As part of the datacenter scheduling series, the next paper I am covering is “Delay Scheduling: A Simple Technique for Achieving Locality and Fairness in Cluster Scheduling”
This a joint paper done by AMPLab and Facebook, where the background is also around Hadoop/Dryad like systems running MapReduce type workloads with a mix of long batch jobs and shorter interactive queries. While Facebook saw the benefits of consolidating workloads and users into the same cluster, it also started to hurt performance of queries. Therefore the Hadoop fair scheduler was designed and employed to help maximize fairness and performance. As discussed in previous papers, there is a conflict between ensuring data locality and fairness, where maximizing one will possibly hurt another. As a scheduler, there are two options when fairness needs to be enforced when new jobs are submitted; Either preempt existing tasks or wait for running tasks to finish. Although preempting tasks allows fairness to be enforced right away, it also wastes the work that has already performed (also consider the effect of checkpointing).

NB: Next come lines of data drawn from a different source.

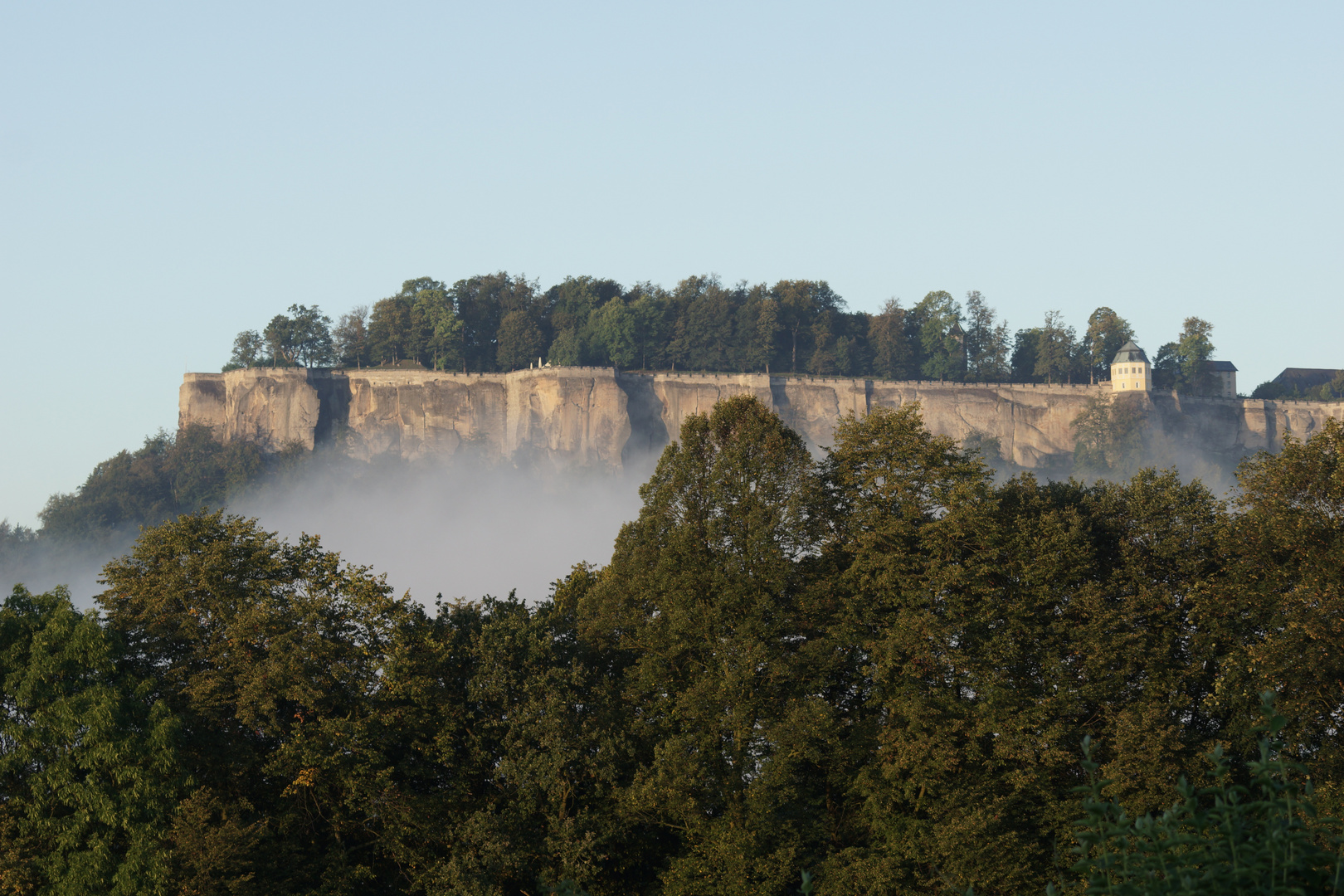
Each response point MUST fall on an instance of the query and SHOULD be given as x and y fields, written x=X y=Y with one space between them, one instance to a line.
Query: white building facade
x=1131 y=371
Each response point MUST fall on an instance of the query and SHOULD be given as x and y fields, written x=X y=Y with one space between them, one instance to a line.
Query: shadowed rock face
x=585 y=416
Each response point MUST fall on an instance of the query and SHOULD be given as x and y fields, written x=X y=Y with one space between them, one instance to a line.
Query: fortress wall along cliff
x=590 y=416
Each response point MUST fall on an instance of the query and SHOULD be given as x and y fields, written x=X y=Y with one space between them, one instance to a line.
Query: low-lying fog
x=457 y=533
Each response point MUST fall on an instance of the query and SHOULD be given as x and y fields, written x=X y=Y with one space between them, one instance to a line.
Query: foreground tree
x=268 y=655
x=700 y=598
x=88 y=757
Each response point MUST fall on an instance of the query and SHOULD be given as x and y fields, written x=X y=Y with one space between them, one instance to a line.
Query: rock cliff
x=589 y=416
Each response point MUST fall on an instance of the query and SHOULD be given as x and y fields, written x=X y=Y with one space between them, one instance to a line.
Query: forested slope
x=878 y=668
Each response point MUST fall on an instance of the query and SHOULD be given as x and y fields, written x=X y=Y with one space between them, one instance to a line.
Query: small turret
x=1129 y=370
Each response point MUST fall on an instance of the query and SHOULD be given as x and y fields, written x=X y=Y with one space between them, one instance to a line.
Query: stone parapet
x=594 y=416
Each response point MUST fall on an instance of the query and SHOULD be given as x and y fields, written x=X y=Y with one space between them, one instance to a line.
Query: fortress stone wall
x=590 y=416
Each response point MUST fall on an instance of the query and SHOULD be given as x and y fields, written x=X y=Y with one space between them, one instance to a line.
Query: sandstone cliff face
x=596 y=418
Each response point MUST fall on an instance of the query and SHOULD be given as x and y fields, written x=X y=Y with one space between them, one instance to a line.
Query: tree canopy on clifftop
x=877 y=666
x=502 y=323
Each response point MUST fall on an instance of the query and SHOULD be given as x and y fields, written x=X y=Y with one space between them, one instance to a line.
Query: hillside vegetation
x=878 y=668
x=503 y=323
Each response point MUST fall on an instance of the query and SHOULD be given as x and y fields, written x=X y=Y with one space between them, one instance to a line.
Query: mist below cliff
x=460 y=531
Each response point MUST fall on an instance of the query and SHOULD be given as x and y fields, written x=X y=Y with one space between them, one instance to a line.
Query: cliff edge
x=587 y=416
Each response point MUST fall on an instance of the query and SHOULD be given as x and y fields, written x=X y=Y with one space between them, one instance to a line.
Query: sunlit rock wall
x=597 y=418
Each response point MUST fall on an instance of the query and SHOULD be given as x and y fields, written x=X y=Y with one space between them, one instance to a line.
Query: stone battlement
x=596 y=416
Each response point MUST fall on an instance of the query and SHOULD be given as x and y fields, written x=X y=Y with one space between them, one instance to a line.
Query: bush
x=1220 y=840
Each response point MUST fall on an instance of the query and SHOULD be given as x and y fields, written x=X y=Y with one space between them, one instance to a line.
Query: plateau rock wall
x=597 y=418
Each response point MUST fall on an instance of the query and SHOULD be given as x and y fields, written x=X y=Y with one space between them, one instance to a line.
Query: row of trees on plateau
x=878 y=668
x=503 y=323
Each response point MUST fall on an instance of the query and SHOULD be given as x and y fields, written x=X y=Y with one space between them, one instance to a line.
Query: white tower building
x=1129 y=370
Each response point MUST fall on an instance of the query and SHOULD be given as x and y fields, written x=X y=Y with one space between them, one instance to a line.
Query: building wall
x=596 y=418
x=1129 y=377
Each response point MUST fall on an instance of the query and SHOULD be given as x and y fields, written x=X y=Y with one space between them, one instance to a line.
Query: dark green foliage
x=504 y=323
x=875 y=666
x=88 y=757
x=1224 y=840
x=171 y=475
x=1110 y=436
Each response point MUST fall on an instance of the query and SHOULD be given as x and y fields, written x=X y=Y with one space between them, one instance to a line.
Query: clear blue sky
x=173 y=173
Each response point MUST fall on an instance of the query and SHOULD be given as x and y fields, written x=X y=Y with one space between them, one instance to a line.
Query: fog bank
x=455 y=531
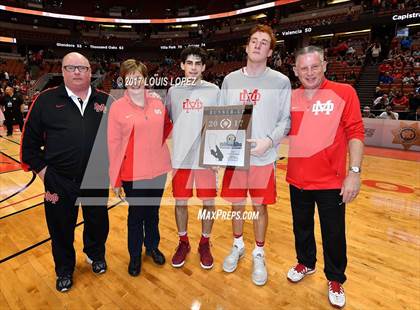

This paper proposes the idea of delay scheduling, which the scheduler is choosing what node to run the head-of-line job, if the available nodes doesn’t have local data for the job it lets it wait and evaluate subsequent jobs instead. If the jobs are skipped long enough, it will then start to relax the locality preference from node level to rack level, and eventually non-local tasks when rack locality isn’t possible. The two key characteristics of the Yahoo/Facebook workload that the authors tested is that most jobs are small, and data locality improves job performance quite noticeably (2x faster in their workloads).
The other scheduling improvement to ensure fairness among users that submits a variety of jobs, is that the paper proposes hierarchical resource pools, that allows different users to specify different scheduling policy (FIFO, Fair, etc) while each having its own fair share among the pools. It also offer some suggestions about removing node hotspots (increase data replication for hotter data) and more.
With these two improvements, the paper evaluates the existing Yahoo/FB workload and shows that it shows various amount of improvements in different task lengths and types of workloads.
Delay scheduling works well in this environment as most of the tasks are short comparing to the jobs and also there are multiple locations to run a particular job based on data replication.
Delay scheduling is a very simple concept, but it can be a effective scheduling technique with the constraints mentioned in this paper. It can also be an possible scheduling action that a generic scheduler framework can take (i.e: Quincy).
And in fact this is actually a somewhat common approach to Mesos schedulers, where framework usually opts to wait for sometime for better offers to choose from to run a particular task when a more ideal placement can matter. What could be an interesting way to help frameworks to decide if it should “delay” scheduling is to possible offer rates and estimation of getting an offer that’s in the locality preference before it chooses to wait or run.